On ne retrouve pas cette circonstance dans l’arrêt de la cour de Grenoble du 13 mai 2008. C’est là qu’il faut rechercher l’explication du rejet de l’action de la victime qui avait percuté un pylône de téléski. Les juges relèvent, en effet que « les conditions de neige et de visibilité étaient bonnes » et que la piste sur laquelle « l’accident est survenu était classée ‘piste verte’ soit ‘Très facile, débutants’ ». La probabilité qu’un skieur après une glissade vienne heurter un pylône du téléski apparaissait donc très faible d’autant que les utilisateurs de la piste étaient avertis par deux jalons de signalisation et qu’aucune réglementation n’imposait de moyens de protection des pylônes. Décider le contraire aurait abouti à mettre une obligation de résultat à la charge de l’exploitant. Sans le dire explicitement, les juges imputent en définitive l’accident à une faute de la victime.

3. La faute de la victime

L’appréciation du comportement fautif de la victime qui permet d’exonérer l’exploitant en tout ou partie de sa responsabilité dépend des circonstances de l’espèce et, sur ce terrain, les tribunaux peuvent avoir des points de vue divergents comme le révèle l’arrêt de la cour d’appel de Chambéry du 3 février 2009. Les premiers juges avaient estimé qu’il appartenait à la skieuse, avertie, d’interrompre sa descente, au besoin en s’asseyant, pour éviter de heurter le piquet implanté.

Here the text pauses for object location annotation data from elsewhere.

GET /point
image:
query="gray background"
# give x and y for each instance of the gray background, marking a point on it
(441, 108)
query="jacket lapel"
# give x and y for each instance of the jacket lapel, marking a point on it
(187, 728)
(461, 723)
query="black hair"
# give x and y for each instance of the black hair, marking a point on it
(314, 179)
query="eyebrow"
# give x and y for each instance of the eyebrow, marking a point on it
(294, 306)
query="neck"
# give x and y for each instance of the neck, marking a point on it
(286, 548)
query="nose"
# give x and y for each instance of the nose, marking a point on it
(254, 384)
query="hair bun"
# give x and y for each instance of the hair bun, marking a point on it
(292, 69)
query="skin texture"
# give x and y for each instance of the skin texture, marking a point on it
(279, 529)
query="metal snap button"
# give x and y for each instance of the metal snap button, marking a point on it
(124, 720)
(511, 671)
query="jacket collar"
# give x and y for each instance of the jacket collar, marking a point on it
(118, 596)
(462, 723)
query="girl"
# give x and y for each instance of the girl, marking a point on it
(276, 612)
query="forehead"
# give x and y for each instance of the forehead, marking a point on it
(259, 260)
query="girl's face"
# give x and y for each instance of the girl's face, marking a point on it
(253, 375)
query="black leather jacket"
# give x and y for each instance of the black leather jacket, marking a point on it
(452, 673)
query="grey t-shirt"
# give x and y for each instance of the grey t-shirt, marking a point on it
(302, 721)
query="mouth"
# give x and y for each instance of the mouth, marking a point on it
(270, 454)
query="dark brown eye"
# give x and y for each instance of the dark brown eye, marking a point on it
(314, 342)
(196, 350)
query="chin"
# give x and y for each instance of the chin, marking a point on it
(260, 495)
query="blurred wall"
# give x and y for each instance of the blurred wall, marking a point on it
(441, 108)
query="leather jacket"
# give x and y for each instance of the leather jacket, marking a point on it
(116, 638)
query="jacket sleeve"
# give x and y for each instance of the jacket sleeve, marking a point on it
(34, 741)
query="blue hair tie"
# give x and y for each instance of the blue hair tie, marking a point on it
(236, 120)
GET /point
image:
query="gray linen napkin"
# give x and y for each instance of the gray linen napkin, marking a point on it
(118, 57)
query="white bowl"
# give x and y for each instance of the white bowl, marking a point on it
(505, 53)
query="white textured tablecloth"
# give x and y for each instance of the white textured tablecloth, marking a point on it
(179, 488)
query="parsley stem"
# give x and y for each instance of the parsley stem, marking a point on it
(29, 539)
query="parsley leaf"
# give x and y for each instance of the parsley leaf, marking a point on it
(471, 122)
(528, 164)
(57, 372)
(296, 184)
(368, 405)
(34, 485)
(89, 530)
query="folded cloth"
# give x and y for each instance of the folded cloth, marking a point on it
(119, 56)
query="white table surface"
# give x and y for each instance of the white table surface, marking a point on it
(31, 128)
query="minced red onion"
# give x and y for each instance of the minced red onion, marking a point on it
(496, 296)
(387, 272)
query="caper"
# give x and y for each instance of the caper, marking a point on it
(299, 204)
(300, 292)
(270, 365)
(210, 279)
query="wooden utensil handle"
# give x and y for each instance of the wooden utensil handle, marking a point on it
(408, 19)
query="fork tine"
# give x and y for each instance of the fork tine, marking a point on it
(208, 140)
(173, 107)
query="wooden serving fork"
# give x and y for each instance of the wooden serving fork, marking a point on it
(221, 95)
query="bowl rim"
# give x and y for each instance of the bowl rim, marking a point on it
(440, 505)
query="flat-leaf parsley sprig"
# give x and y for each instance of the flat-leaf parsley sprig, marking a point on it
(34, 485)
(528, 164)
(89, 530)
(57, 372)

Au contraire, la cour d’appel considère qu’il ne saurait lui être « fait grief de ne pas avoir eu la présence d’esprit de s’asseoir ou de se laisser tomber lorsqu’elle a perdu le ski gauche alors qu’il n’y avait personne devant elle sur la piste et qu’elle était encore sous l’effet de l’élan de départ ». Les juges observent, par ailleurs qu’il n’est pas établi que la victime « ait été équipée de skis dangereux ou insuffisamment fixés aux chaussures ». Tout est donc affaire d’interprétation des faits !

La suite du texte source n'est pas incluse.